Я скривился. Разумно, конечно, общаться не здесь, но… Понятия не имел, в каком состоянии оставил квартиру Пашки, возможно, Авгиевы конюшни нервно курят в сторонке. И потом, после кофе голова загудела сильней, буду ли способен стоять на ногах? Опытным путем проверять это не хотелось.
— Хорошо, — буркнул, поднимаясь.
Долгую минуту мир качался и вертелся, но потом нашел все-таки устойчивое положение, закрепился в нем. Вишневецкая придержала было меня за плечо, но оттолкнул ее руку. Не хватало только показаться пьяным слабаком при ней. Не нужны мне ни ее помощь, ни сочувствие!
Да и как только она расскажет про эту профурсетку и ее выходку, мы тут же распрощаемся. Навсегда в этот раз. С меня достаточно женщин на ближайшее десятилетие! Включая и собственную мать, и сестру.
На улице Нелли указала на такси, ждущее на парковке справа от здания, и взяла все-таки за руку, направляя к машине. В салоне у меня даже получилось назвать Пашкин адрес незаплетающимся языком, хотя в целом мне было паршиво. Но я держался. Я гребанный герой, да.
Когда приехали, едва успел потянуться к бумажнику, как Вишневецкая подала купюру водителю, поблагодарила с улыбкой, пожелала хорошего дня и, открыв дверь, вышла наружу, вытягивая меня за собой.
Ну ладно. Джентльмен не в кондиции, дама платит. Проглотим пока и это.
В подъезде бывшая уверенно нажала кнопку этажа. Я, прислонившись к стене кабины взирал на нее круглыми глазами.
— Итак, ты знаешь, где я живу. Записывать тебя в сталкерши?
Элеонора покачала головой, сохраняя серьезность.
— Воздержись от этого.
Дальше, как говорится, больше. Нелли отказалась разговаривать в прихожей, выгнала меня в душ, а сама принялась хозяйничать на несколько запущенной кухне.

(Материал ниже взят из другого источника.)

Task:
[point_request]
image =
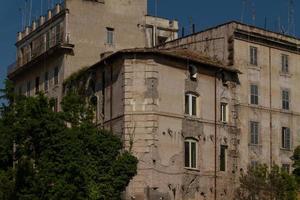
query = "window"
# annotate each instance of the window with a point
(20, 90)
(37, 85)
(48, 40)
(46, 82)
(254, 94)
(286, 168)
(110, 36)
(253, 163)
(28, 88)
(224, 112)
(253, 55)
(285, 138)
(191, 104)
(254, 132)
(56, 75)
(284, 63)
(223, 158)
(55, 106)
(285, 99)
(190, 153)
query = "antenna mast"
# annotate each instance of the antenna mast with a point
(291, 18)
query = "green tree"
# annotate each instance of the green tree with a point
(296, 165)
(261, 183)
(48, 155)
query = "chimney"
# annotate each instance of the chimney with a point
(42, 20)
(27, 30)
(19, 36)
(57, 8)
(34, 25)
(49, 16)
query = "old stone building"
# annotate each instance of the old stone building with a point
(183, 108)
(76, 34)
(176, 112)
(268, 114)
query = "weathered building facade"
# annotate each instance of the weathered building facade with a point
(268, 114)
(76, 34)
(169, 106)
(193, 128)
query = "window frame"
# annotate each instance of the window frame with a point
(254, 132)
(254, 97)
(191, 106)
(55, 76)
(284, 63)
(286, 167)
(46, 81)
(285, 99)
(253, 55)
(224, 112)
(28, 88)
(191, 165)
(286, 139)
(37, 84)
(110, 36)
(223, 160)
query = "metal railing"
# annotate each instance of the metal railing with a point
(38, 49)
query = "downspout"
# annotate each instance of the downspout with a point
(111, 95)
(270, 96)
(215, 171)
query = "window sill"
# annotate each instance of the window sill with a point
(255, 145)
(286, 111)
(285, 74)
(192, 169)
(286, 150)
(254, 67)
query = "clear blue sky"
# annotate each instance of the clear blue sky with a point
(204, 13)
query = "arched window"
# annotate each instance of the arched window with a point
(190, 153)
(191, 101)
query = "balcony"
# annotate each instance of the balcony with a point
(43, 48)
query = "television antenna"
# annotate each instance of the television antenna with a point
(291, 17)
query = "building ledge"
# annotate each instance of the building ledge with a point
(60, 48)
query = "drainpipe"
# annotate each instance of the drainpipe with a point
(270, 112)
(215, 172)
(111, 95)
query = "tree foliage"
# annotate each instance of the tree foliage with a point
(262, 183)
(296, 165)
(48, 155)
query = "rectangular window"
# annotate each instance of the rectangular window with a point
(253, 163)
(254, 132)
(28, 88)
(253, 55)
(46, 82)
(55, 106)
(191, 104)
(223, 157)
(20, 90)
(110, 36)
(48, 35)
(56, 75)
(37, 85)
(285, 99)
(285, 138)
(224, 112)
(284, 63)
(286, 168)
(254, 94)
(57, 34)
(190, 153)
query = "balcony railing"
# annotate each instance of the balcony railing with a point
(38, 49)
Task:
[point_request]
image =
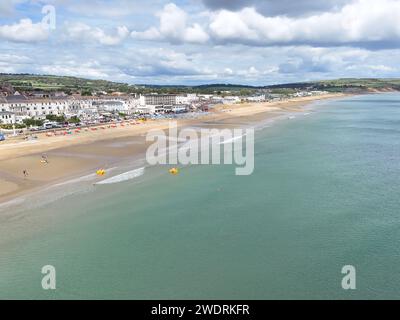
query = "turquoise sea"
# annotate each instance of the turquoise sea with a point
(324, 194)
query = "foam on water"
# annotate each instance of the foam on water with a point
(123, 177)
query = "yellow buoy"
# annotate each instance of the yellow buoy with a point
(174, 171)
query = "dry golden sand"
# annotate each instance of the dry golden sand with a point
(80, 153)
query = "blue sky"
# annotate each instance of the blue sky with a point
(204, 41)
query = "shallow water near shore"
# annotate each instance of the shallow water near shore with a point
(324, 194)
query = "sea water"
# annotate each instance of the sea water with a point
(324, 194)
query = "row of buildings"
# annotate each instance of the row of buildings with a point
(14, 108)
(17, 107)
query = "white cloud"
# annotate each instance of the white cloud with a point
(75, 69)
(6, 7)
(174, 28)
(83, 32)
(24, 31)
(360, 21)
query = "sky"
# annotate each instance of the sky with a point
(254, 42)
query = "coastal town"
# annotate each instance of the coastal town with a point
(24, 113)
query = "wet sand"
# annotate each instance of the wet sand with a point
(75, 155)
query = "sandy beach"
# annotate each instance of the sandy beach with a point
(81, 153)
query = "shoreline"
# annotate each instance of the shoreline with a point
(71, 157)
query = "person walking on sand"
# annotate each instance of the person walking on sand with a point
(44, 159)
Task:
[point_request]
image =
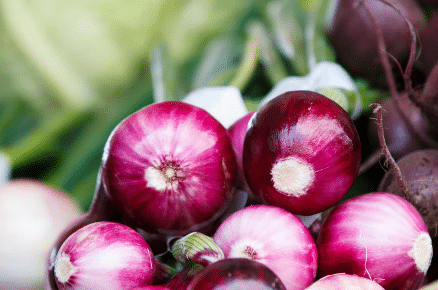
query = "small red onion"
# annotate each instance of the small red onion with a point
(274, 237)
(32, 215)
(104, 255)
(171, 167)
(379, 236)
(301, 152)
(235, 274)
(344, 282)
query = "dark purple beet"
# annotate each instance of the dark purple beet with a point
(400, 125)
(353, 35)
(429, 45)
(235, 274)
(420, 173)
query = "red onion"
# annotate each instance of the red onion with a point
(379, 236)
(171, 167)
(32, 215)
(344, 282)
(301, 153)
(235, 274)
(104, 255)
(274, 237)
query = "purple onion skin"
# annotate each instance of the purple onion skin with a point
(401, 123)
(372, 236)
(237, 132)
(353, 36)
(344, 282)
(184, 146)
(314, 130)
(236, 274)
(274, 237)
(104, 255)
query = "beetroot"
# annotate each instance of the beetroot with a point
(352, 33)
(420, 174)
(401, 123)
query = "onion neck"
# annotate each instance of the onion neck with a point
(421, 251)
(292, 176)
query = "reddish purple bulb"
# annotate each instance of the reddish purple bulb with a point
(234, 274)
(301, 152)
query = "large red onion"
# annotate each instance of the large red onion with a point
(344, 282)
(171, 167)
(104, 255)
(274, 237)
(301, 152)
(379, 236)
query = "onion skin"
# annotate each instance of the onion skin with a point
(236, 274)
(104, 255)
(274, 237)
(181, 138)
(372, 236)
(307, 127)
(344, 282)
(32, 215)
(237, 132)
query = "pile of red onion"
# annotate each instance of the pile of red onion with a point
(169, 210)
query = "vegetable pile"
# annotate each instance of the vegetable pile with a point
(297, 150)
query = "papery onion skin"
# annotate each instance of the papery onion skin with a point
(373, 236)
(104, 255)
(274, 237)
(32, 215)
(164, 141)
(237, 132)
(236, 274)
(313, 134)
(343, 281)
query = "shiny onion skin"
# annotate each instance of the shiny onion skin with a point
(302, 152)
(237, 132)
(379, 236)
(236, 274)
(274, 237)
(171, 167)
(104, 256)
(343, 281)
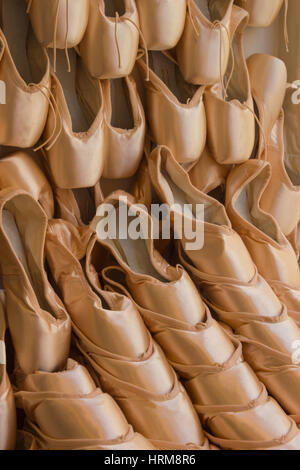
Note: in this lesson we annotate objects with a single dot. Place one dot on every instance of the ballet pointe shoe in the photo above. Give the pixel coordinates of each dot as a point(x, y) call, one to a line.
point(268, 80)
point(131, 367)
point(74, 133)
point(58, 24)
point(203, 50)
point(38, 323)
point(114, 27)
point(270, 250)
point(19, 170)
point(124, 128)
point(207, 174)
point(183, 326)
point(262, 13)
point(283, 189)
point(292, 98)
point(233, 288)
point(7, 403)
point(175, 109)
point(25, 80)
point(229, 108)
point(66, 411)
point(161, 23)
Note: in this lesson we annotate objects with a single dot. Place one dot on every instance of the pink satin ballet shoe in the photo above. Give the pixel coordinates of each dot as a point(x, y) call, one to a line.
point(229, 108)
point(7, 403)
point(269, 249)
point(113, 338)
point(25, 79)
point(234, 289)
point(161, 23)
point(114, 26)
point(58, 23)
point(38, 323)
point(175, 109)
point(124, 128)
point(195, 344)
point(268, 80)
point(204, 48)
point(74, 132)
point(20, 170)
point(262, 13)
point(66, 411)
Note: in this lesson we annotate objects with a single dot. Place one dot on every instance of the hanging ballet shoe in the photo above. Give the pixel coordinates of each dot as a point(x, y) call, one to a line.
point(114, 26)
point(66, 411)
point(270, 250)
point(292, 98)
point(175, 109)
point(161, 23)
point(268, 80)
point(25, 79)
point(131, 367)
point(124, 128)
point(229, 108)
point(183, 326)
point(19, 170)
point(234, 289)
point(59, 24)
point(74, 133)
point(204, 48)
point(283, 189)
point(207, 175)
point(38, 323)
point(7, 403)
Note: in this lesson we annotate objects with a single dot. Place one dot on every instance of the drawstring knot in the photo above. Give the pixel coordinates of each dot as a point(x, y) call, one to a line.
point(125, 18)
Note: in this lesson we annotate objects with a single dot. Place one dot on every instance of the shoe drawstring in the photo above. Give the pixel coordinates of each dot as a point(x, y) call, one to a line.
point(125, 18)
point(219, 25)
point(55, 33)
point(261, 130)
point(285, 29)
point(55, 111)
point(192, 17)
point(216, 25)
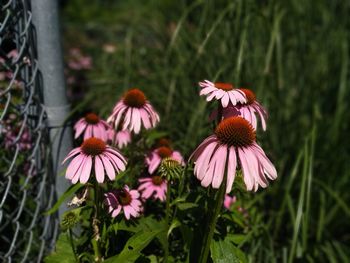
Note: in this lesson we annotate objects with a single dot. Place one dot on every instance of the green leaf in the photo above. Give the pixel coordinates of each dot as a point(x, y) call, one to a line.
point(176, 223)
point(63, 251)
point(223, 251)
point(236, 238)
point(185, 206)
point(71, 190)
point(134, 246)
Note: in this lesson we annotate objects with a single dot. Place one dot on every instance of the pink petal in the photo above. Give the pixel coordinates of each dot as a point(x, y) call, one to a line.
point(79, 127)
point(248, 178)
point(225, 100)
point(137, 120)
point(76, 177)
point(73, 167)
point(220, 160)
point(108, 167)
point(117, 211)
point(202, 163)
point(72, 153)
point(99, 171)
point(155, 162)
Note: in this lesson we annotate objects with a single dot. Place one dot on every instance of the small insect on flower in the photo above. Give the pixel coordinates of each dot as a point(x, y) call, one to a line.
point(248, 110)
point(91, 126)
point(224, 92)
point(126, 200)
point(232, 145)
point(133, 111)
point(154, 159)
point(119, 138)
point(94, 153)
point(153, 187)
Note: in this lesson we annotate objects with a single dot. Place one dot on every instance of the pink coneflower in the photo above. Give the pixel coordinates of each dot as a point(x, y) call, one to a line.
point(222, 91)
point(229, 200)
point(119, 138)
point(91, 126)
point(94, 153)
point(248, 110)
point(232, 145)
point(154, 159)
point(125, 199)
point(154, 186)
point(132, 111)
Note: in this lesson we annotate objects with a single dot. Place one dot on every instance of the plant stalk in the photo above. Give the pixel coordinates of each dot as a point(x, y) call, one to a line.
point(72, 244)
point(219, 198)
point(95, 224)
point(167, 217)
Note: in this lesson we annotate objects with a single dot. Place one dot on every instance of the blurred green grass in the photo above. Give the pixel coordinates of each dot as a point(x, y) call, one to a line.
point(293, 54)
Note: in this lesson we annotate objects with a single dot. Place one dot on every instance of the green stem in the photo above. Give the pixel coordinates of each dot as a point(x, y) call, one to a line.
point(167, 216)
point(219, 198)
point(70, 234)
point(95, 225)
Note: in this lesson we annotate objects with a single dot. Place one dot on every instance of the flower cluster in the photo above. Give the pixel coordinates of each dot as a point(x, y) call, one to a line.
point(98, 156)
point(233, 145)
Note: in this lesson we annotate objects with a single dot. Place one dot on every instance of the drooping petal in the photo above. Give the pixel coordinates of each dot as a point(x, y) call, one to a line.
point(108, 167)
point(248, 178)
point(73, 167)
point(220, 160)
point(99, 170)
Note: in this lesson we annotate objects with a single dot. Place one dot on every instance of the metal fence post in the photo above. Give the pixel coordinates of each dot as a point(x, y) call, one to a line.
point(46, 21)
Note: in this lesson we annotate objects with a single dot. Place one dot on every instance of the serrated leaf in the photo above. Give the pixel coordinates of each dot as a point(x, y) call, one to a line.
point(63, 251)
point(132, 249)
point(176, 223)
point(223, 251)
point(185, 206)
point(71, 190)
point(236, 238)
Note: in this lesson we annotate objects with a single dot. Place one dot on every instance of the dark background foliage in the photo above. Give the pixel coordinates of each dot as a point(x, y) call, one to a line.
point(293, 54)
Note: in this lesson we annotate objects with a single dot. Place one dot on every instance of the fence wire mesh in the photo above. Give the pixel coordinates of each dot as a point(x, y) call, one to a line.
point(27, 186)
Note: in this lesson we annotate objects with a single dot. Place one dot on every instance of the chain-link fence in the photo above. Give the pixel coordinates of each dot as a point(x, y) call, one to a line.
point(27, 186)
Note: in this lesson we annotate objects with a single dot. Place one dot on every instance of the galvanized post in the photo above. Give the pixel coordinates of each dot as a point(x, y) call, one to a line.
point(46, 21)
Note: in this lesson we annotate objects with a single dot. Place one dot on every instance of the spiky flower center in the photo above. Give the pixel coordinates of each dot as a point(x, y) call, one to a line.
point(250, 95)
point(124, 197)
point(135, 98)
point(93, 146)
point(157, 180)
point(223, 86)
point(163, 142)
point(92, 118)
point(235, 131)
point(164, 151)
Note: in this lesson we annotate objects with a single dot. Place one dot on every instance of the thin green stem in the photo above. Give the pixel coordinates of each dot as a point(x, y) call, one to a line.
point(167, 217)
point(219, 198)
point(70, 234)
point(95, 224)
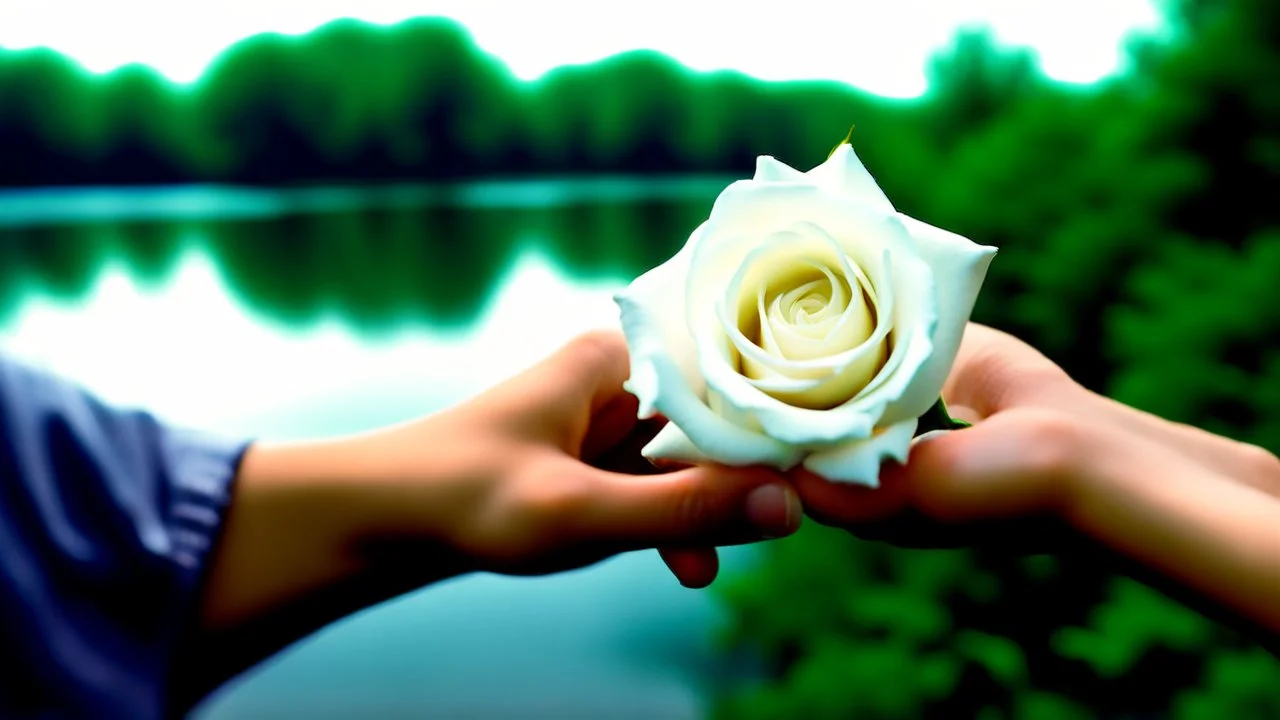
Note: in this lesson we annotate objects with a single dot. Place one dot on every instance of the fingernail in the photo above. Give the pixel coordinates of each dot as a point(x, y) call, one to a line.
point(773, 510)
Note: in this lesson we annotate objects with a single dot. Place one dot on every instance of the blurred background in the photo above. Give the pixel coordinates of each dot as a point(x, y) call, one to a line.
point(297, 219)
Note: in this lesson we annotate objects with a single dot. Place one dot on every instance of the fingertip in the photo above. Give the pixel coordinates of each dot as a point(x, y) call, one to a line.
point(845, 504)
point(694, 568)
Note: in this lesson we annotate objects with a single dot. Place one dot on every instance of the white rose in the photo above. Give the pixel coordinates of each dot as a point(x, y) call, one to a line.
point(805, 320)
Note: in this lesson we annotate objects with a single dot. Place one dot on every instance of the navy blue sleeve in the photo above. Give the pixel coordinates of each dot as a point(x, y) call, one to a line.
point(106, 520)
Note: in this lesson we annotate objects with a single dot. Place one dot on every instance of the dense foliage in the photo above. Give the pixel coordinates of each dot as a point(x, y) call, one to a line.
point(1139, 240)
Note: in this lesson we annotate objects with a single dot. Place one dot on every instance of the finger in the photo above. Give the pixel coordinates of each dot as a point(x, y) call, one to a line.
point(572, 388)
point(693, 566)
point(613, 425)
point(995, 372)
point(845, 505)
point(1005, 466)
point(705, 505)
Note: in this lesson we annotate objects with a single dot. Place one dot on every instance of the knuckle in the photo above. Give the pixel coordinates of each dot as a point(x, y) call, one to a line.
point(1050, 443)
point(1260, 461)
point(694, 507)
point(597, 347)
point(557, 500)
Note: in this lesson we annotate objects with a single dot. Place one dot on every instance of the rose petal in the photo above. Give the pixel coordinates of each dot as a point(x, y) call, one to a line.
point(859, 461)
point(771, 169)
point(959, 268)
point(846, 173)
point(746, 213)
point(672, 443)
point(664, 376)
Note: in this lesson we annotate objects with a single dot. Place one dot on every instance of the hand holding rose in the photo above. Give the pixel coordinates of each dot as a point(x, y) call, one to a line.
point(539, 474)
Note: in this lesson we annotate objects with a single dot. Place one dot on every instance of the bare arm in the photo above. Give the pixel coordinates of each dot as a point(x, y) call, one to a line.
point(1200, 510)
point(535, 475)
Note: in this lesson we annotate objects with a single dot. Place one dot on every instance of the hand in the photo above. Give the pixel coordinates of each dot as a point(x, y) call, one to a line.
point(1036, 434)
point(539, 474)
point(543, 473)
point(1196, 509)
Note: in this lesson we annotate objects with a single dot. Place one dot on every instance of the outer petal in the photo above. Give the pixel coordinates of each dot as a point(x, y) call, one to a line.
point(664, 376)
point(771, 169)
point(672, 443)
point(959, 268)
point(859, 461)
point(846, 173)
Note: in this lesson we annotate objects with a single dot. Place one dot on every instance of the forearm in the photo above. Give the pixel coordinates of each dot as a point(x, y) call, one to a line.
point(298, 551)
point(1201, 529)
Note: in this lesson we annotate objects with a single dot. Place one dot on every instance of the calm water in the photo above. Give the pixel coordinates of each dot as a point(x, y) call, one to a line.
point(328, 310)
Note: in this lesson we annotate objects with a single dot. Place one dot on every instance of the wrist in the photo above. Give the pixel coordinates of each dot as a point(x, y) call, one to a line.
point(288, 533)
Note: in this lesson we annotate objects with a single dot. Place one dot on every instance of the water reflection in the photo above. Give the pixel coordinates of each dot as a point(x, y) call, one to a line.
point(376, 255)
point(200, 319)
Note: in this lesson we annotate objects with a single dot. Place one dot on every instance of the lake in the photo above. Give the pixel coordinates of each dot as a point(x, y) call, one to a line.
point(315, 311)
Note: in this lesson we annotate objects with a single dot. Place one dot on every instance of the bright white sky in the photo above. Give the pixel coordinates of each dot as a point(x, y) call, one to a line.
point(880, 45)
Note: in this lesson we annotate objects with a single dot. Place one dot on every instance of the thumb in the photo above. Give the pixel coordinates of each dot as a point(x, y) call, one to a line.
point(705, 505)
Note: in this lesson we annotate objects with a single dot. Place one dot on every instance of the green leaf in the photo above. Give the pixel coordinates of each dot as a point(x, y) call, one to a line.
point(938, 419)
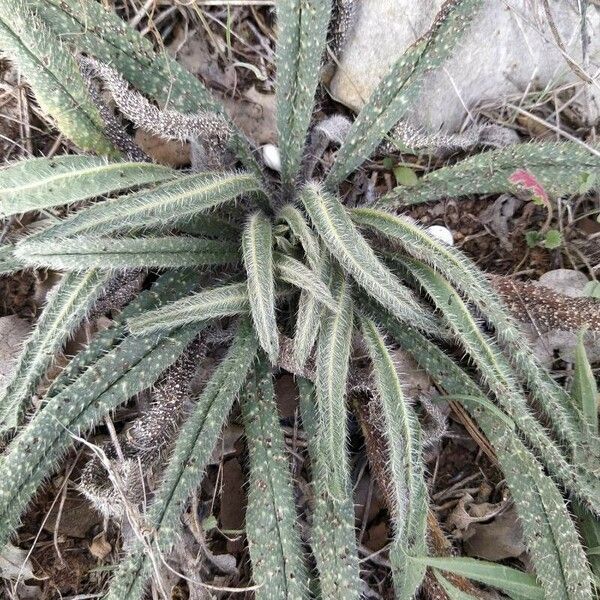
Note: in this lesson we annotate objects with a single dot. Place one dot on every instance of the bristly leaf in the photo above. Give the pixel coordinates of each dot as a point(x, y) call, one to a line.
point(496, 372)
point(167, 203)
point(390, 100)
point(219, 302)
point(302, 34)
point(88, 252)
point(509, 580)
point(333, 538)
point(131, 367)
point(193, 449)
point(88, 28)
point(8, 262)
point(347, 245)
point(584, 388)
point(561, 168)
point(53, 75)
point(400, 429)
point(464, 275)
point(170, 286)
point(67, 306)
point(45, 182)
point(301, 230)
point(547, 527)
point(257, 247)
point(297, 274)
point(308, 319)
point(275, 546)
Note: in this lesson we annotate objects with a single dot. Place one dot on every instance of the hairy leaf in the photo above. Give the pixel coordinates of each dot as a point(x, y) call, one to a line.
point(170, 286)
point(8, 262)
point(176, 200)
point(347, 245)
point(128, 369)
point(45, 182)
point(547, 527)
point(193, 449)
point(53, 75)
point(391, 99)
point(400, 429)
point(333, 539)
point(497, 374)
point(257, 242)
point(302, 34)
point(87, 252)
point(275, 546)
point(584, 387)
point(560, 168)
point(67, 306)
point(219, 302)
point(464, 275)
point(87, 27)
point(507, 579)
point(297, 274)
point(301, 230)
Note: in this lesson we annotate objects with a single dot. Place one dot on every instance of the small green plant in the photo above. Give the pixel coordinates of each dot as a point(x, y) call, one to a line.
point(550, 239)
point(304, 279)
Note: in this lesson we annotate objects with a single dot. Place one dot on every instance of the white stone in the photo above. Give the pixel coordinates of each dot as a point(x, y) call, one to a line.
point(508, 49)
point(441, 233)
point(272, 157)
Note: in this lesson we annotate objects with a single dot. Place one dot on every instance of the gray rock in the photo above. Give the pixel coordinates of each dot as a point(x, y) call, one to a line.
point(509, 49)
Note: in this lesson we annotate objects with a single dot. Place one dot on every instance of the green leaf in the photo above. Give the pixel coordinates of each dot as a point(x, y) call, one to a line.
point(557, 167)
point(168, 287)
point(498, 376)
point(466, 277)
point(591, 289)
point(65, 309)
point(553, 239)
point(347, 245)
point(301, 230)
point(334, 547)
point(297, 274)
point(589, 525)
point(405, 176)
point(45, 182)
point(170, 202)
point(507, 579)
point(302, 34)
point(584, 387)
point(134, 365)
point(227, 300)
point(8, 262)
point(391, 99)
point(53, 75)
point(399, 427)
point(273, 539)
point(257, 243)
point(193, 449)
point(548, 530)
point(87, 252)
point(452, 591)
point(308, 318)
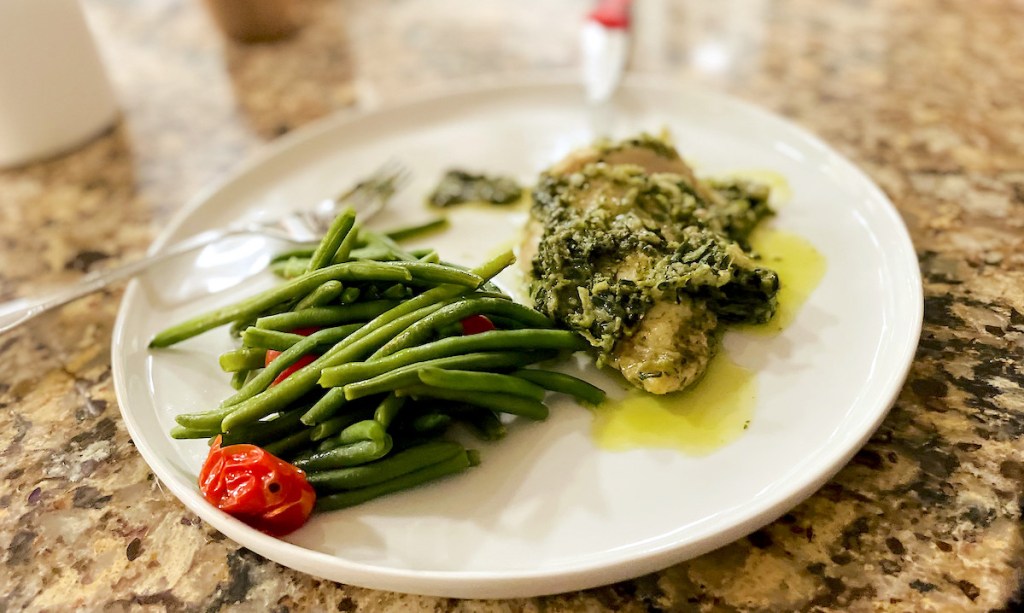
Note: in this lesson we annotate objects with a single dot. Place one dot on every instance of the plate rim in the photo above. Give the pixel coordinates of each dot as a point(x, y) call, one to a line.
point(579, 575)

Скрипя зубами, мысленно генерируя проклятия, я вынужден был послушаться.
Контрастный душ, чистые домашние брюки и футболка да и здоровое бешенство прояснили голову. Почувствовал себя лучше, даже вполне человеком, а не дерьмом под собственным ботинком. На кухне Вишневецкая навела порядок, поставила завариваться чай, а передо мной возник стакан с какой-то бурдой.
— Спасибо, мамочка, но пить я это не стану, — перекосило меня.
— Доронин, убери свой яд и включи мозги, — с каким-то усталым недовольством проговорила Элеонора. — Это абсорбент, и ближайшие сутки тебе придется провести на нем, иначе будет еще хуже.
— Ясно. Ты не отстанешь. Ну хор-р-рошо, — смирился я.
Для разговора мы перебрались в гостиную. Надо сказать, что выглядела она весьма прилично. Усаживаясь в угол дивана, злобно покосился на Вишневецкую: не ее ли рук дело практически идеальный порядок в комнате? Ее, скорее всего.
Нелли устроилась в другом углу дивана, сжавшись, ссутулившись, заметно волнуясь. Не смотрела на меня.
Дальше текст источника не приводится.